Résumé de la décision
M. A..., un ressortissant marocain, a été contraint par un arrêté du préfet de police à quitter le territoire français sans délai. Il a saisi le Tribunal administratif de Paris pour contester cette décision, mais sa requête a été rejetée comme manifestement irrecevable par ordonnance du vice-président de la 8ème section du tribunal. M. A... a ensuite fait appel de cette ordonnance devant la Cour administrative d’appel de Paris. La Cour a confirmé la décision du tribunal administratif, concluant que M. A... avait été notifié de l'arrêté et n'avait pas fourni de preuves suffisantes pour établir qu'il avait été empêché de saisir son avocat dans les délais réglementaires.
Arguments pertinents
1. Irrecevabilité de la demande : La Cour a respecté les dispositions de l'article R. 222-1 du code de justice administrative, qui permet le rejet d'une requête manifestement irrecevable. Elle a constaté que l'arrêté du 6 septembre 2021 a été notifié à M. A... le jour même, et que sa requête n'avait été enregistrée que deux jours plus tard, sans preuve d'impossibilité d'avertir son avocat. C'est donc à juste titre que le vice-président a jugé que la demande était tardive.
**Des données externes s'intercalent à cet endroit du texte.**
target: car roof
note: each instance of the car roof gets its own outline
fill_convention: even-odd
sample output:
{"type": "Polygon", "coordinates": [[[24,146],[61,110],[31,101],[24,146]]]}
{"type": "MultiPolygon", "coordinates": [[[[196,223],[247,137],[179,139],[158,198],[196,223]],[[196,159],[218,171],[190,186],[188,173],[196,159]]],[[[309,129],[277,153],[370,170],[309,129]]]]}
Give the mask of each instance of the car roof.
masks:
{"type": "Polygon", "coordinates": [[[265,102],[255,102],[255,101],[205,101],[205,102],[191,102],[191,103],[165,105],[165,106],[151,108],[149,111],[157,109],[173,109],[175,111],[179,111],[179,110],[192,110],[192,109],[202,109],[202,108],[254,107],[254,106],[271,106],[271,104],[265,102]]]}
2. Droit à un recours effectif : Bien que M. A... invoque sa privation de droit à un recours effectif, la Cour a retenu que les exigences des articles 6 et 13 de la convention européenne de sauvegarde des droits de l'homme et des libertés fondamentales ont été respectées, puisque la notification de l'arrêté était conforme et qu'aucune preuve de l'impossibilité de se défendre n'était apportée.
Interprétations et citations légales
- Article R. 222-1 du code de justice administrative : Cet article stipule que "Les présidents de formation de jugement... peuvent... rejeter les requêtes manifestement irrecevables". La Cour s'est appuyée sur cet article pour justifier le rejet en raison du caractère tardif de la requête de M. A..., toute demande portant une obligation de quitter le territoire devant être faite dans les quarante-huit heures suivant la notification.
- Article L. 614-6 du code de l'entrée et du séjour des étrangers et du droit d'asile : Cet article précise que "Lorsque la décision portant obligation de quitter le territoire français n'est pas assortie d'un délai de départ volontaire...". Ainsi, la procédure d'urgence doit être respectée et la jurisprudence de la Cour a confirmé que M. A... n'a pas respecté ces délais.
- Convention européenne de sauvegarde des droits de l'homme et des libertés fondamentales : Les articles 6 (droit à un procès équitable) et 13 (droit à un recours effectif) ont été cités pour rappeler que le droit à un recours ne peut être nul si la personne dispose des moyens nécessaires pour l'exercer. La Cour a jugé que M. A... avait eu accès à ces moyens mais ne les avait pas utilisés effectivement dans le délai imparti.
En résumé, la Cour a rejeté la requête en constatant que les délais légaux n'avaient pas été respectés, malgré les arguments avancés par M. A..., sans preuve tangible de l'entrave à son droit de recours.